Выбрать главу

Одним словом, да здравствует уязвимая пятка!

Не раз приходилось писать о скульптуре Сальвадора Дали «Венера со вставными ящиками».

Откуда берутся эти ящики?

Возможны различные варианты, коснусь только двух.

Традиционное общество, традиционная семья с детства вживляют ребёнку (и мальчику, и девочке, каждому по-своему) деревянные ящики, чтобы никаких спонтанных поступков, никаких спонтанных чувств, опасно для него, а ребёнок (мальчик по-своему, девочка по-своему) став взрослым и прожив целую жизнь может даже не подозревать, что в нём живут (вопреки всему, не умирают) живые чувства, заглушённые этими деревянными ящиками.

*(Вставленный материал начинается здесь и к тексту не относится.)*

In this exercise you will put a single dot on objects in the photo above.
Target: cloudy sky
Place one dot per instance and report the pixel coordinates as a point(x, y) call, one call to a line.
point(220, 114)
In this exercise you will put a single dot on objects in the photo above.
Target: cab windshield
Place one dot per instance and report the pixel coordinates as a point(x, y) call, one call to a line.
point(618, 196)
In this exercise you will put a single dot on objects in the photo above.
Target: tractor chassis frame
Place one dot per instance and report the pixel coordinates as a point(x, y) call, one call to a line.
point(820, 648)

Второй вариант. У человека (и у мужчины, и у женщины, у каждого по-своему) не было деревянных ящиков, он (она) был открыт к проявлению искренних чувств, но жизнь, Другой нанесли обиду, ранили, предали, боль долго не проходит, и человек (и мужчина, и женщина, каждый по-своему) сам, по собственной инициативе вживляет в себя деревянные ящики. Чтобы больше не повторились обида, предательство, чтобы избежать боли.

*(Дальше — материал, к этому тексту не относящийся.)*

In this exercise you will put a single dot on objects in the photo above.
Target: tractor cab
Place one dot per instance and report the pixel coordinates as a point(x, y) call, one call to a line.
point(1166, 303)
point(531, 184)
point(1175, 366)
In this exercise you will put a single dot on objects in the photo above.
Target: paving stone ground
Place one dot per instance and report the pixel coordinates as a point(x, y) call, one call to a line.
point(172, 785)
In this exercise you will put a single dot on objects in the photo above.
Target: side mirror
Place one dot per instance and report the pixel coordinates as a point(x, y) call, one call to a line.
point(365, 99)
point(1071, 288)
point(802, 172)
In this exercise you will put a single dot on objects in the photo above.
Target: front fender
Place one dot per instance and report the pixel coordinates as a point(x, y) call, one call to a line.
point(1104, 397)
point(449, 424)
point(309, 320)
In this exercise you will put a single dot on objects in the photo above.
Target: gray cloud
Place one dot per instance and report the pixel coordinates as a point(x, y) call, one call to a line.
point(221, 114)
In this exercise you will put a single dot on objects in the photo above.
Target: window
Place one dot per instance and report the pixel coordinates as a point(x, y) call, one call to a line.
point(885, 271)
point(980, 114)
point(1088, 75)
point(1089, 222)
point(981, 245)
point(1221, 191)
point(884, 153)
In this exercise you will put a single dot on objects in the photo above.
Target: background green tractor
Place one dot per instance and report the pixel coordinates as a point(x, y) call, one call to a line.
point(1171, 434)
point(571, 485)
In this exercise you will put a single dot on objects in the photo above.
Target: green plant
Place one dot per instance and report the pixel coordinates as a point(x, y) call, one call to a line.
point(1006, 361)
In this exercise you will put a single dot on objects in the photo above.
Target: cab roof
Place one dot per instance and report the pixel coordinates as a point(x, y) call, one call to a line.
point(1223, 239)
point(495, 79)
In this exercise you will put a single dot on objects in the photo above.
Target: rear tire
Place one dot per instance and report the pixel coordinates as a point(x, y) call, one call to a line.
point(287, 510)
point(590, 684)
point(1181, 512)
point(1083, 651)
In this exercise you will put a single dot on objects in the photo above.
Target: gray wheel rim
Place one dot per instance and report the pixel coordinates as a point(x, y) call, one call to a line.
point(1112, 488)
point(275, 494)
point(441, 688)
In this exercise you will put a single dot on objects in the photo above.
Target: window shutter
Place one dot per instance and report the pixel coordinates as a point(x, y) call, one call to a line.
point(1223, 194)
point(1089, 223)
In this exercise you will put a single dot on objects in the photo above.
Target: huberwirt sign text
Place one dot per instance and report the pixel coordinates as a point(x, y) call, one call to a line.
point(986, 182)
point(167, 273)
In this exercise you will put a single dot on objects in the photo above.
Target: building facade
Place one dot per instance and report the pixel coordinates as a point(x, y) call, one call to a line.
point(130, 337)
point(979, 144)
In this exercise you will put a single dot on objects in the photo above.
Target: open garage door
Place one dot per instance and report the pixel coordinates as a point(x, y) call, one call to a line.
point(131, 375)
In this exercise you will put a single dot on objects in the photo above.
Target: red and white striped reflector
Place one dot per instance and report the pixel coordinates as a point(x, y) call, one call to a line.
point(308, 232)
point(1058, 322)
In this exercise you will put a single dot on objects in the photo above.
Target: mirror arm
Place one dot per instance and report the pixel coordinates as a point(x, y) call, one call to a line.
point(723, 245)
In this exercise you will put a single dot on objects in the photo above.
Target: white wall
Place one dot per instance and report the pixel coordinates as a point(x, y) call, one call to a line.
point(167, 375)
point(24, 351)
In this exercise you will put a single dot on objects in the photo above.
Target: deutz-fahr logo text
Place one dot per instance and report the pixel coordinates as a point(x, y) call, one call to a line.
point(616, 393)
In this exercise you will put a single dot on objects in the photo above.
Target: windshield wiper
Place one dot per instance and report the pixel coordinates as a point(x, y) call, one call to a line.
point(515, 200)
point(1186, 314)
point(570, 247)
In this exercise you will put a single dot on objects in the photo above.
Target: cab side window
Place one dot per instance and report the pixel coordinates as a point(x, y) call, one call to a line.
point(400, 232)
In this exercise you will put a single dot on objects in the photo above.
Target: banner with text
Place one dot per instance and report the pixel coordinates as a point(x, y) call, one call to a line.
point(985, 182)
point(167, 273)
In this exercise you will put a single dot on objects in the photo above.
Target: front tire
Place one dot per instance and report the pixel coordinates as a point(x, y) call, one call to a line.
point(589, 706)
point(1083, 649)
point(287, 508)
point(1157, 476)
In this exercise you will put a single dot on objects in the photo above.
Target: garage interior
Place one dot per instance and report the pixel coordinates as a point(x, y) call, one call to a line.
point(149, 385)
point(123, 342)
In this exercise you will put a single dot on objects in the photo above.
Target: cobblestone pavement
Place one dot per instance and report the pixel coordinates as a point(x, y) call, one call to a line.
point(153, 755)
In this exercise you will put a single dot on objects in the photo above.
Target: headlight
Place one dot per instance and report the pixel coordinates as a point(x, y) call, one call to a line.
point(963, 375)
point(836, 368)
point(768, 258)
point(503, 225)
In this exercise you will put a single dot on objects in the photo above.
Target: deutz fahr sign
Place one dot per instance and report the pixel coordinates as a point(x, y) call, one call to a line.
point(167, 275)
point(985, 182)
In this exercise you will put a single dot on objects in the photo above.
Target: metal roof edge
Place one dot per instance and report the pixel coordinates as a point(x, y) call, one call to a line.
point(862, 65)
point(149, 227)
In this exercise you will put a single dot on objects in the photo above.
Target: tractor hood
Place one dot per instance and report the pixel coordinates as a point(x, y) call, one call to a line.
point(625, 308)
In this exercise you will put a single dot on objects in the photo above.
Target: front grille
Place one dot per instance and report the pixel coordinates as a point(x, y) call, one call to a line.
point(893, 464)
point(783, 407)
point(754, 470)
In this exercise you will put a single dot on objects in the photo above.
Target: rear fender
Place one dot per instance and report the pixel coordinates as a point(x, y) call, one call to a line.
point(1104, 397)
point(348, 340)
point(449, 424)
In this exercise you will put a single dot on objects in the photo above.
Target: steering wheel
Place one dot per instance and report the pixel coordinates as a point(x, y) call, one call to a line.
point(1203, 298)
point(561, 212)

В этом смысле скульптуру Сальвадора Дали следовало бы назвать «Венера со вставными ящиками или как избежать уязвимости».

Мир, в котором мы живём, продолжает оставаться мужским, не в том смысле, что он направлен против женщин, а в том смысле, что прямо или косвенно считается, что мужское доминирование – наиболее разумный способ регуляции взаимоотношений между мужчиной и женщиной, как в обществе, так и в семье.

Так и хочется воскликнуть, бедные, бедные мужчины, многие из вас сегодня (вчера была другая «река» времени) стали тяготиться ролью мужчины, сконструированной культурой (в той «реке» времени), многие из вас готовы соскочить (и соскакивают) из предписаний этой роли, но ничего не поделаешь, приходиться подчиниться предписаниям исторической традиции.

А что это означает? Необходимость мимикрировать, притворяться не только перед другими, перед самим собой, притворяться, что они, мужчины, неуязвимы, что у них надёжная броня.

А чем это заканчивается? В лучшем случае битьём посуды и криками на кухне, в худшем – психлечебницей и самоубийством.

Продолжу с «бедными, бедными, мужчинами». Большинство из них (подавляющее большинство) жаждут неуязвимости. Сознательно или бессознательно, они уверены, Чарльз Дарвин, придумал теорию естественного отбора про них мужчин. Слабый умирает, или если хотите, отмирает, сильный выживает. Жизнь – борьба, мужчина, способный бороться, – двигатель прогресса. Именно на мужчину постоянно кто-то ополчается, пытается отобрать его статус, его имущество, его женщину, приходится давать отпор, чтобы защитить свой статус, своё имущество, свою женщину.

Слово «мужчина» в этом смысле стало синонимом «неуязвимости», и, соответственно, «уязвимость» – признаком не настоящего мужчины, «недомужчины».

Спасибо феминизму, позволил мужчине стать нормальным человеком, в том числе, не бояться уязвимости, следовательно, не бояться Другого, не воспринимать его только как врага.

В той «реке» времени, практически каждый мужчина хотел быть подобным Ахиллесу, но без его пятки, иначе говоря, совершать великие поступки, завоёвывать, присваивать, оставаясь неуязвимым.

Может быть, в новой «реке» времени, мужчины поймут, что в «пятке» Ахиллеса, не только его уязвимость, но и его человечность, благодаря той же уязвимости.

Может быть, на место прошлого обаяния неуязвимости, обаяния быть сильнее Другого, придёт обаяние уязвимости (открытости) перед Другим, которого не следует остерегаться.

В моём воображении импрессионизм – не просто направление в истории изобразительного искусства, а великое открытие-прозрение в мировой культуре.

Оно было открыто-прозрето в Франции, нашло отзвук во всём мире, оказалось всечеловеческим, глубинно человеческим.

На место «остановись мгновение – ты прекрасно», пришло «мгновение –ты прекрасно, потому что преходяще, потому что тебя невозможно остановить».

А «преходящее» прекрасно, потому что «уязвимо», потому что «ранимо» и «хрупко».

В японской культуры, в японском изобразительном искусстве, есть направление, которое получило название укиё. Оно зародилось в XVII веке, продолжается до сих пор. Оно включает в себя огромное количество имён выдающихся живописцев и графиков.

Изначально укиё означало «плывущий мир», это значение не исчезло, но к нему стали прибавляться, переплетаясь, ассоциативно отсылая друг к другу, такие значения как «мир скорби», «юдоль печали», и одновременно (в другие века, в других культурных ситуациях) «мир мимолётных наслаждений», «мир преходящих мимолётных наслаждений».